Lee knew from the pre-mission briefings that there was a chance the local star could not be triggered into going nova. Like other typical red dwarfs, the local star was comparatively low-mass—about twenty percent the mass, in this case, of Earth’s sun. In nature, only massive stars could go nova, and traditional novae were thought to occur only in binary star systems, when matter from one star fell into the other. The Euler triggerships, moving within a bubble of sharply warped space, distorted the core of a star as they passed through, inducing a rebound effect, it was thought, that generated an explosion of the star’s core. The question was whether a red dwarf, which could be anywhere from forty percent down to about eight percent of the mass of Earth’s sun, could be physically induced to explode. There’d been talk of testing the theory on a red dwarf within Commonwealth space before actually launching this raid, but the thought of blowing up a star, even a tiny one, simply to test theory had been too much for a majority of the members of the Commonwealth Senate. The request, put through by 1MIEF’s science team, had been denied.

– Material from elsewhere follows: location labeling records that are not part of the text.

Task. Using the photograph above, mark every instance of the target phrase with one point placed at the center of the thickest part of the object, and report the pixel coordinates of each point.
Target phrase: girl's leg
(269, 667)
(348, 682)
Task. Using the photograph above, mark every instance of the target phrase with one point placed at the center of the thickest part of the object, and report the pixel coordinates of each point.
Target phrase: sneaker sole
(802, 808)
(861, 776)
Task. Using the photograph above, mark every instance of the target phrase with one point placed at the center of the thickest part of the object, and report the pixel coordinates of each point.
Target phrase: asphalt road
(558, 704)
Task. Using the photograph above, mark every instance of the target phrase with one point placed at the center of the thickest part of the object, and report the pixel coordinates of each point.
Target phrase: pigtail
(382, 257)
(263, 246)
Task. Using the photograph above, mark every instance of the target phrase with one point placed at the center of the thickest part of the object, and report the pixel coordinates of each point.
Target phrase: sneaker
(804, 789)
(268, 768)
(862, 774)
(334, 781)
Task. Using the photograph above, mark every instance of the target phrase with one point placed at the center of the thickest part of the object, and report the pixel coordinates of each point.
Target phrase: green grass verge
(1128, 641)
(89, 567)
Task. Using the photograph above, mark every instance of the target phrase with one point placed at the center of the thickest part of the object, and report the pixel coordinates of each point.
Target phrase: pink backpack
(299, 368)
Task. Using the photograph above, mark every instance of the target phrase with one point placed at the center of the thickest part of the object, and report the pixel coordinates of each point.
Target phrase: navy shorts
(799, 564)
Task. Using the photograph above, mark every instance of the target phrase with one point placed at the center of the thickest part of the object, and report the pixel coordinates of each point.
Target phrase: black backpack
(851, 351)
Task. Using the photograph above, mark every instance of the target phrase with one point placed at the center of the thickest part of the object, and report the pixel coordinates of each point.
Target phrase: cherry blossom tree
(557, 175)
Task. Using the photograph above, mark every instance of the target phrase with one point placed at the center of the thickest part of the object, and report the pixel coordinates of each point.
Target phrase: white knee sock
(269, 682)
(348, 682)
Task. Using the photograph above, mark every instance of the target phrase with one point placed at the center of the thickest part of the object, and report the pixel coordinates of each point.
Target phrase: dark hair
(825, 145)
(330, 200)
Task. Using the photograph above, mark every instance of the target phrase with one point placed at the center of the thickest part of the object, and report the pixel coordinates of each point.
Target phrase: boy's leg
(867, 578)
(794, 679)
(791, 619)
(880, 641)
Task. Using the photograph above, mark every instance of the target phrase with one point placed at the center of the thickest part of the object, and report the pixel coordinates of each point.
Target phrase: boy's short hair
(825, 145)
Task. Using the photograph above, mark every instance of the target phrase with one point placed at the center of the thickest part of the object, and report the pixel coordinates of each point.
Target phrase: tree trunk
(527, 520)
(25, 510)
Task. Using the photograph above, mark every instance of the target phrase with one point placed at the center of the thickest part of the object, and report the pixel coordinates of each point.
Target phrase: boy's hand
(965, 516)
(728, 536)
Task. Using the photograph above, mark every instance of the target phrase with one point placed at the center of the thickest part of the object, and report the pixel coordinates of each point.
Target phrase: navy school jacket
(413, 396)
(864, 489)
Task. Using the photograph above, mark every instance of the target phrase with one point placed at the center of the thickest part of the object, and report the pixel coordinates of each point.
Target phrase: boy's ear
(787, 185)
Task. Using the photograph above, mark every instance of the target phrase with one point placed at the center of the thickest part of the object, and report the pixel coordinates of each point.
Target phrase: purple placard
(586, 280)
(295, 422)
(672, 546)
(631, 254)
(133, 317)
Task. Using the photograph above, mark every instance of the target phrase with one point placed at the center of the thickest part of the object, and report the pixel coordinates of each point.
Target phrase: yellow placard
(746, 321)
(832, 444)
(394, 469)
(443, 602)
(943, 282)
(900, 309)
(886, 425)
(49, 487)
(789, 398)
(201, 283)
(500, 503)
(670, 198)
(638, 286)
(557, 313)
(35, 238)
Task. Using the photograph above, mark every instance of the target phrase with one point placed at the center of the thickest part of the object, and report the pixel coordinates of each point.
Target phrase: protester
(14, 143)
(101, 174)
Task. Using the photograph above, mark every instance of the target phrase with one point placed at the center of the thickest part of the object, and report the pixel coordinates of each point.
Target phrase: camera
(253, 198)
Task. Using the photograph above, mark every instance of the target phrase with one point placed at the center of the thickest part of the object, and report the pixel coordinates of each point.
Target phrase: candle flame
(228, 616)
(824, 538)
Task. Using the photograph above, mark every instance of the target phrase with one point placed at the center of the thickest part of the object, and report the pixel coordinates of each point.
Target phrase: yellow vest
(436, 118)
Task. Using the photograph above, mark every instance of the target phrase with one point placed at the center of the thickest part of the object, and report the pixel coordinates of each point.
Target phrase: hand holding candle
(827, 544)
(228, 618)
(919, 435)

Still, it should have worked. Red dwarfs were smaller and cooler than other stars on the main sequence, but they were still stars, working fusion magic in the transformation of hydrogen to helium. There was another consideration as well. The Cluster Space sun was not a typical halo star—one of the thin haze of extremely ancient, cool red stars surrounding the Galaxy, but must instead be a straggler from the Galaxy’s spiral arms. Its lone attendant planet proved that much. Stars from inside the Galaxy—Population I stars, as they’d been designated since the 20th Century—possessed heavier elements besides the usual stellar components of hydrogen and helium and therefore could form planetary systems. They were considered to be metal-rich, the word metal in this instance referring to any element heavier than helium whether it was chemically considered to be a metal or not. Population II stars, the halo stars surrounding the Galaxy, were ancient survivals from an earlier galactic epoch; without heavy elements in their make-up, they couldn’t form planets.
The spectrum of the Cluster Space dwarf showed lots of carbon. Likely, Bloodlight possessed a core of carbon, a by-product of stellar fusion that must have been accumulating for tens of billions of years. The MIEF science teams felt that the rebound effect within a carbon core should result in the detonation of a nova—at least a small one—despite the star’s low mass.
Lee watched the star for a full minute, looking through her cockpit’s transparency with her naked eyes, now, rather than using the Wyvern’s electronic feed. Despite the increase in overall brightness, she could look directly into that ruby spark without discomfort, without her helmet’s optics dialing down to preserve her vision.
Possibly what had been triggered was a stellar flare; red dwarfs, especially small ones, often were unstable enough in their radiation output to earn the name flare stars. Such stars—Proxima Centauri, just 4.3 light years from Sol, was such a star—could increase in brightness by as much as two or three hundred percent, in some cases.